In this paper, we reported a highly selective oxidation method on the C-23 hydroxyl group in an AA derivative, and then, for the first time with AA derivatives, the C-23 carboxyl group was modified to synthesize a series of novel AA derivatives. The selective oxidation method provided a high-yield route for more modification in the C-3 hydroxyl, C-23 aldehyde and C-23 carboxyl groups in AA.
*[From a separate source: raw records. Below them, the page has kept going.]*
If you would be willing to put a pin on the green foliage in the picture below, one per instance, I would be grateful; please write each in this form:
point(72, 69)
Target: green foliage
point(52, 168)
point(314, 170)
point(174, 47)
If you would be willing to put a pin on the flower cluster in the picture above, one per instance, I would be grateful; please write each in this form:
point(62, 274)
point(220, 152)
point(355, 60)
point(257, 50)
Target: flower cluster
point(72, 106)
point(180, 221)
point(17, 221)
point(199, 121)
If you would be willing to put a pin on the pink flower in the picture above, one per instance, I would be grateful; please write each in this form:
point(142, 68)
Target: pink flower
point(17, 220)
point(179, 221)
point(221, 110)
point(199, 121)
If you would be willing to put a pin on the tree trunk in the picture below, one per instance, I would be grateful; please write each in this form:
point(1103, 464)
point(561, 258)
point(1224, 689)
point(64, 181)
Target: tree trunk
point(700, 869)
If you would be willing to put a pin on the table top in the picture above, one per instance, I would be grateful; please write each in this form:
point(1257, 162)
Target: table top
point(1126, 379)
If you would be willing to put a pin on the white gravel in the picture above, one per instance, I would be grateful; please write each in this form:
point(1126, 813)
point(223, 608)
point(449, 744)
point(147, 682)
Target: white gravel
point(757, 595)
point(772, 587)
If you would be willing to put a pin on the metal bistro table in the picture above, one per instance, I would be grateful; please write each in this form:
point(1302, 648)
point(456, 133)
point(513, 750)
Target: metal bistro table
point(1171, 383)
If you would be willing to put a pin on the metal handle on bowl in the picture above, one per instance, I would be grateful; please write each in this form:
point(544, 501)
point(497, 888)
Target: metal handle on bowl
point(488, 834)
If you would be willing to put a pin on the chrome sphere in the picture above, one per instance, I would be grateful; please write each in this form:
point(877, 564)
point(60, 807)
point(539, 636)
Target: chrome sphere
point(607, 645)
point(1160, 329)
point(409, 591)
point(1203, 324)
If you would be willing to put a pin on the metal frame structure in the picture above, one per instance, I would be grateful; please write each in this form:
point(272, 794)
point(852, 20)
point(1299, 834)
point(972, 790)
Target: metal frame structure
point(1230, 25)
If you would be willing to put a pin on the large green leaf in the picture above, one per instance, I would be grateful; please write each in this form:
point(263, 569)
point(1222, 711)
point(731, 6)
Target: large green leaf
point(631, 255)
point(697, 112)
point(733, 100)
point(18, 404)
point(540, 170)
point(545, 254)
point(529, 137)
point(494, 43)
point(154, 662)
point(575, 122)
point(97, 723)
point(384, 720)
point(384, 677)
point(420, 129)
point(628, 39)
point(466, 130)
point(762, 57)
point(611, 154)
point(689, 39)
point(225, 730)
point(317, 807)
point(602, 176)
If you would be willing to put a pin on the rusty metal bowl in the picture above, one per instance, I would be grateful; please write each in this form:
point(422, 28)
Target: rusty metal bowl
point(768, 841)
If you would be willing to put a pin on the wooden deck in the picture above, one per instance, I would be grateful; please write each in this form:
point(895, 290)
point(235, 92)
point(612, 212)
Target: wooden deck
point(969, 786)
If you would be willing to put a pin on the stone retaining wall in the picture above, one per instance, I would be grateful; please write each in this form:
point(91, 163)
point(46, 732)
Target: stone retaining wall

The 23-amide AA derivatives 10, 14j and 14k exhibited good cytotoxic activities against tumor cell lines but were significantly less cytotoxic against normal human cell line, showing excellent selectivity.

We studied the intramolecular hydrogen bonds of the 23-amide AA derivatives via exhaustive NMR characterization, and combined with their cytotoxic activities against SKOV-3 and HCT116 cell lines, which revealed a distinctive SAR associated with the intramolecular hydrogen bonding of the amide moiety at C-23. We found that the 23-amide AA derivatives, which fixed the amide hydrogen atom in the AA skeleton through intramolecular hydrogen bonding, showed rather good cytotoxic activities. Intramolecular hydrogen bond has been actively applied in drug design for its effects on receptor binding and its improved molecular properties, such as membrane permeability, water solubility, and lipophilicity. When a donor and an acceptor are in proximity on the same molecule, an equilibrium may exist between closed conformations in which an intramolecular hydrogen bond is formed, creating a temporary ring system, and open conformations in which the polar groups are exposed to solvent. The closed forms, hiding polarity from the environment, should be more lipophilic and might display a higher membrane permeability, whereas the open forms should be more water-soluble [33]. Especially for the triterpenoids, with a rigid skeleton that often leads to poor water solubility, dynamic and proper water solubility and lipophilicity may be crucial for activity and the pharmacokinetic profile. In this paper, these active AA derivatives with intramolecular hydrogen bonds in the A ring, can function as ideal starting points for further modification to develop compounds with better activities and improved molecular properties.